Name	Name	Last commit message	Last commit date
Latest commit History 31 Commits
code_parser	code_parser
code_ujb	code_ujb
datasets	datasets
scripts	scripts
.gitignore	.gitignore
ARTIFACT.md	ARTIFACT.md
LICENSE	LICENSE
README.md	README.md
requirements.txt	requirements.txt
setup.py	setup.py

CoderUJB

This is the official repository for CoderUJB: An Executable and Unified Java Benchmark for Practical Programming Scenarios, accepted to the ACM SIGSOFT International Symposium on Software Testing and Analysis (ISSTA) 2024.

CoderUJB (Unified Java Benchmark): A new benchmark designed to evaluate LLMs across diverse Java programming tasks that are executable and reflective of actual development scenarios, acknowledging Java’s prevalence in real-world software production.

Install

Install codeujb.

# create a new conda environment
conda create -n ujb python=3.10
conda activate ujb
# clone and install codeujb
git clone https://github.com/ZZR0/ISSTA24-CoderUJB.git
cd ISSTA24-CoderUJB
pip install -r requirements.txt
pip install -e .

For more details packages version, please refer to requirements.txt.
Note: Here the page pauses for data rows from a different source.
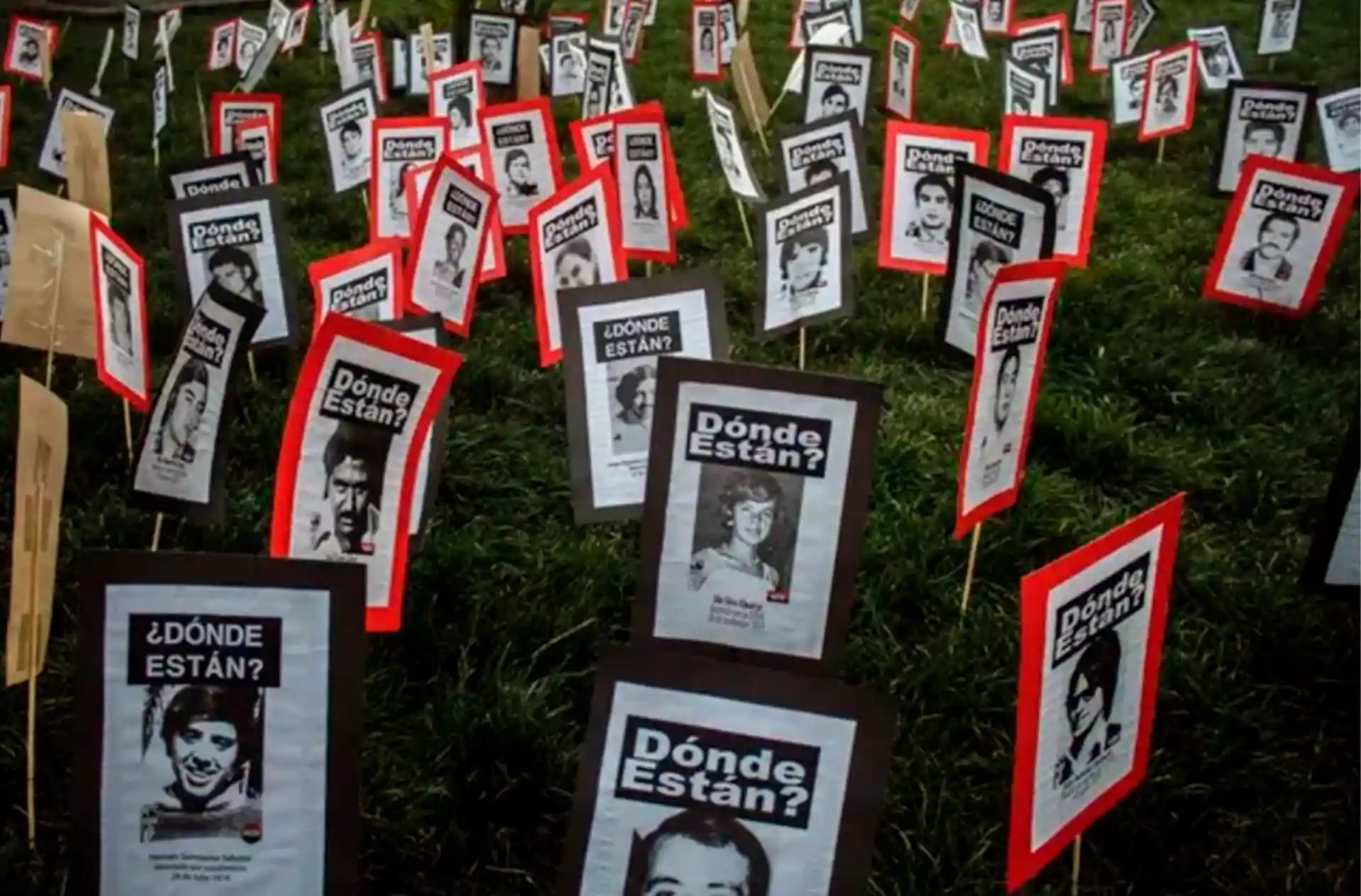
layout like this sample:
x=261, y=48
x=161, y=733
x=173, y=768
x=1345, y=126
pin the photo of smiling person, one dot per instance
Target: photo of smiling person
x=210, y=737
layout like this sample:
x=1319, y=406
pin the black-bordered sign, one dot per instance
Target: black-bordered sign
x=802, y=774
x=236, y=242
x=753, y=517
x=612, y=340
x=183, y=458
x=220, y=707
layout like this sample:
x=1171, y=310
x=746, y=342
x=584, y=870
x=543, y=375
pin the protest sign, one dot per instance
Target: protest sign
x=1279, y=236
x=1092, y=627
x=575, y=241
x=919, y=192
x=998, y=220
x=346, y=482
x=1007, y=368
x=753, y=517
x=220, y=702
x=612, y=340
x=183, y=459
x=1270, y=119
x=236, y=242
x=123, y=350
x=772, y=780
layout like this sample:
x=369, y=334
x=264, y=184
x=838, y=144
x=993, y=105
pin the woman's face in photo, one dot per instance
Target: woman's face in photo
x=575, y=271
x=751, y=522
x=204, y=755
x=805, y=266
x=189, y=403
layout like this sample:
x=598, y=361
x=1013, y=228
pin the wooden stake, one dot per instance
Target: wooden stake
x=968, y=572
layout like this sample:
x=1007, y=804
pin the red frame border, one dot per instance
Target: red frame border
x=544, y=105
x=383, y=617
x=334, y=264
x=1327, y=250
x=1043, y=270
x=1192, y=87
x=448, y=162
x=1099, y=131
x=218, y=101
x=383, y=125
x=610, y=192
x=1035, y=590
x=97, y=229
x=893, y=130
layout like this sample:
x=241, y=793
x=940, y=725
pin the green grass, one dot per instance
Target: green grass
x=476, y=710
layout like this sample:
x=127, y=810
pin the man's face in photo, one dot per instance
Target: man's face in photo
x=349, y=489
x=680, y=866
x=934, y=207
x=203, y=756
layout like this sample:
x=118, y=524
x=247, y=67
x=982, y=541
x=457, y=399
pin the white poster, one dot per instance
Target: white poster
x=214, y=758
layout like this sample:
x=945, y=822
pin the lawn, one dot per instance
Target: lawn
x=476, y=710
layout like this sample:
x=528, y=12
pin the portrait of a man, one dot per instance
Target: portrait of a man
x=211, y=739
x=354, y=462
x=1090, y=699
x=698, y=851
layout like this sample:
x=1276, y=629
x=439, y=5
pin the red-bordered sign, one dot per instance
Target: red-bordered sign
x=123, y=349
x=345, y=432
x=578, y=259
x=1082, y=687
x=226, y=111
x=1056, y=21
x=907, y=241
x=1170, y=90
x=340, y=281
x=1279, y=237
x=1007, y=365
x=1040, y=150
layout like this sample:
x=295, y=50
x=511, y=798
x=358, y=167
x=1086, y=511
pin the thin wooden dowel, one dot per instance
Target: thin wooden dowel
x=968, y=572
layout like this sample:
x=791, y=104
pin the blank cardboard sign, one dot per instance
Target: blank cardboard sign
x=51, y=304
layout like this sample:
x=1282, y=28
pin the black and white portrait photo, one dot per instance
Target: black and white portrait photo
x=250, y=43
x=643, y=826
x=1340, y=119
x=222, y=45
x=1279, y=25
x=836, y=81
x=181, y=461
x=347, y=121
x=568, y=63
x=806, y=257
x=816, y=153
x=751, y=507
x=612, y=337
x=448, y=250
x=575, y=241
x=458, y=94
x=919, y=194
x=1127, y=79
x=402, y=145
x=1279, y=236
x=210, y=176
x=732, y=155
x=900, y=97
x=1062, y=157
x=235, y=242
x=998, y=220
x=121, y=316
x=493, y=40
x=523, y=153
x=217, y=724
x=1217, y=59
x=52, y=158
x=1262, y=119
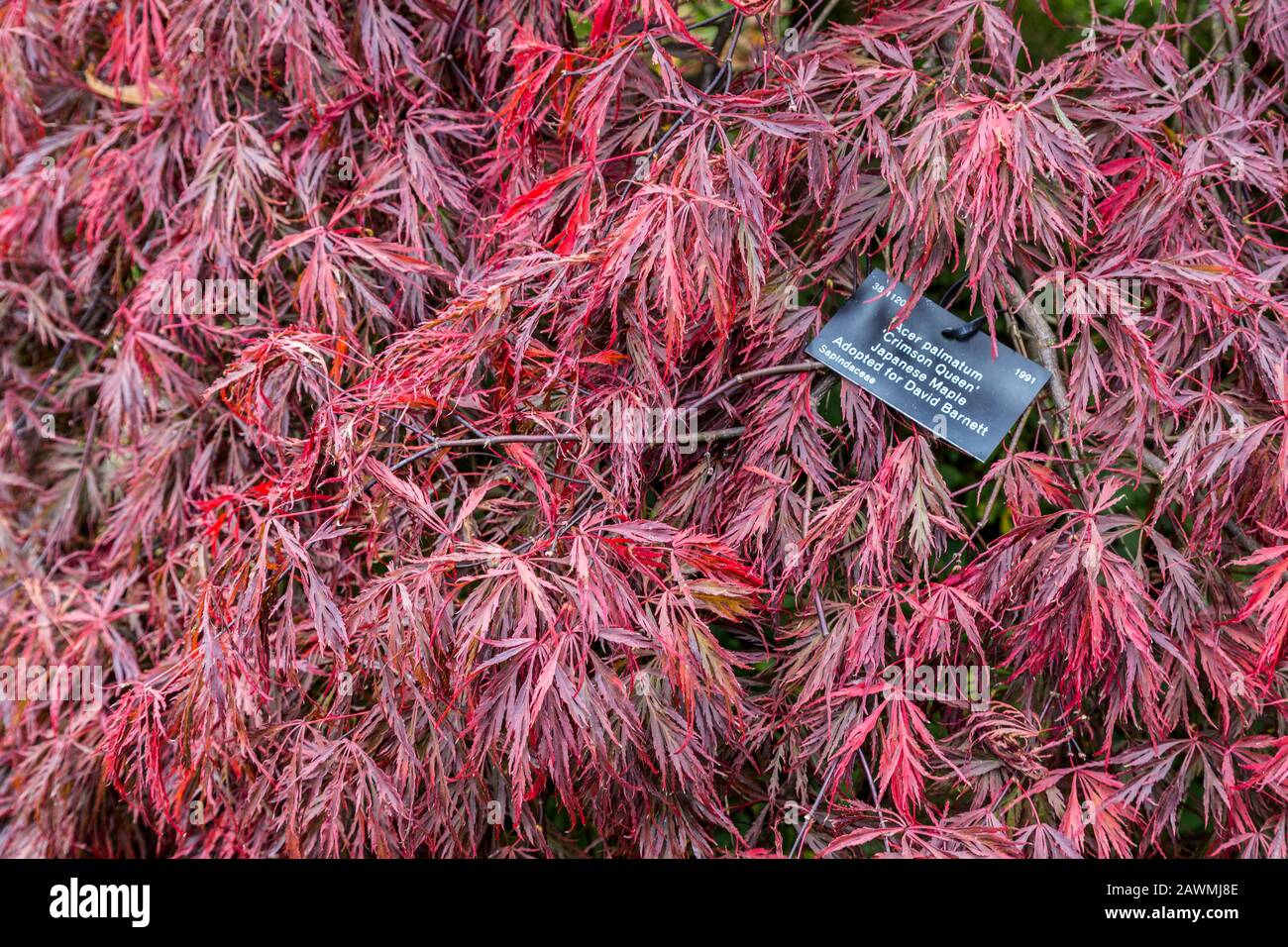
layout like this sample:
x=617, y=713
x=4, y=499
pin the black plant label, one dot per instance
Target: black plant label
x=953, y=388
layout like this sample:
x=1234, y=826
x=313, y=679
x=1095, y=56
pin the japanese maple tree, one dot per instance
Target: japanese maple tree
x=365, y=578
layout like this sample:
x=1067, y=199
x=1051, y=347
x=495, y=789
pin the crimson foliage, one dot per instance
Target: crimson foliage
x=365, y=579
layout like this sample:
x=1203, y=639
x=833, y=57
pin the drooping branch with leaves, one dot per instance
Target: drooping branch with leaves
x=361, y=574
Refer to defects4j repository for install execution environment.

CodeUJB

Evaluate a model on CodeUJB

Step 1. Generate model answers to CodeUJB questions

We support three backbones for generating CodeUJB answers: hf, openai and tgi.

# generate answers with huggingface `transformers` backbone.
python code_ujb/generate_hf.py \
 --model-path $model_name_or_path \
 --model-id $run_id \
 --gen-mode $gen_mode \
 --bench-name $dataset \
 --num-samples $num_samples \
 --save-generations-path ./log/$run_id/$dataset/generations-$gen_mode.json

# generate answers with openai API backbone.
export OPENAI_API_BASE=''
export OPENAI_API_KEY=''
python code_ujb/generate_api.py \
 --model-path $run_id \
 --model-id $run_id \
 --gen-mode $gen_mode \
 --bench-name $dataset \
 --num-samples $num_samples \
 --parallel 8 \
 --save-generations-path ./log/$run_id/$dataset/generations-$gen_mode.json

# If `model-id` not in OpenAI model list, `generate_api.py` will generate answers with Text Generation Inference backbone.
# Please refer to [Text Generation Inference](https://github.com/huggingface/text-generation-inference) for deploying your TGI server first.
export TGI_API_URL_${run_id//-/_}=http://127.0.0.1:8081,http://127.0.0.1:8082 # The Text Generation Inference API URL.
python code_ujb/generate_api.py \
 --model-path $run_id \
 --model-id $run_id \
 --gen-mode $gen_mode \
 --bench-name $dataset \
 --num-samples $num_samples \
 --parallel 32 \
 --save-generations-path ./log/$run_id/$dataset/generations-$gen_mode.json

Arguments:

[model-path] is the path to the weights, which can be a local folder or a Hugging Face repo ID. If you using generate_api.py, it should be the same as model ID.
[model-id] is a name you give to the model.
[gen-mode] have two options: complete for model without instruction-finetuning and chat for model with instruction-finetuning.
[bench-name] is the name of the dataset you want to evaluate. There five datasets in CodeUJB: codeujbrepair, codeujbcomplete, codeujbtestgen, codeujbtestgenissue, codeujbdefectdetection.
[num-samples] is the number of samples for each coding question you want to generate.
[save-generations-path] is the path to save the generated answer.
[parallel] is the number of parallel API calls. e.g.,

python code_ujb/generate_api.py --model-path gpt-3.5-turbo --model-id gpt-3.5-turbo --gen-mode chat --bench-name codeujbcomplete --num-samples 10 --save-generations-path log/gpt-3.5-turbo/codeujbcomplete/generations-chat.jsonl

The answers will be saved to log/gpt-3.5-turbo/codeujbcomplete/generations-chat.jsonl.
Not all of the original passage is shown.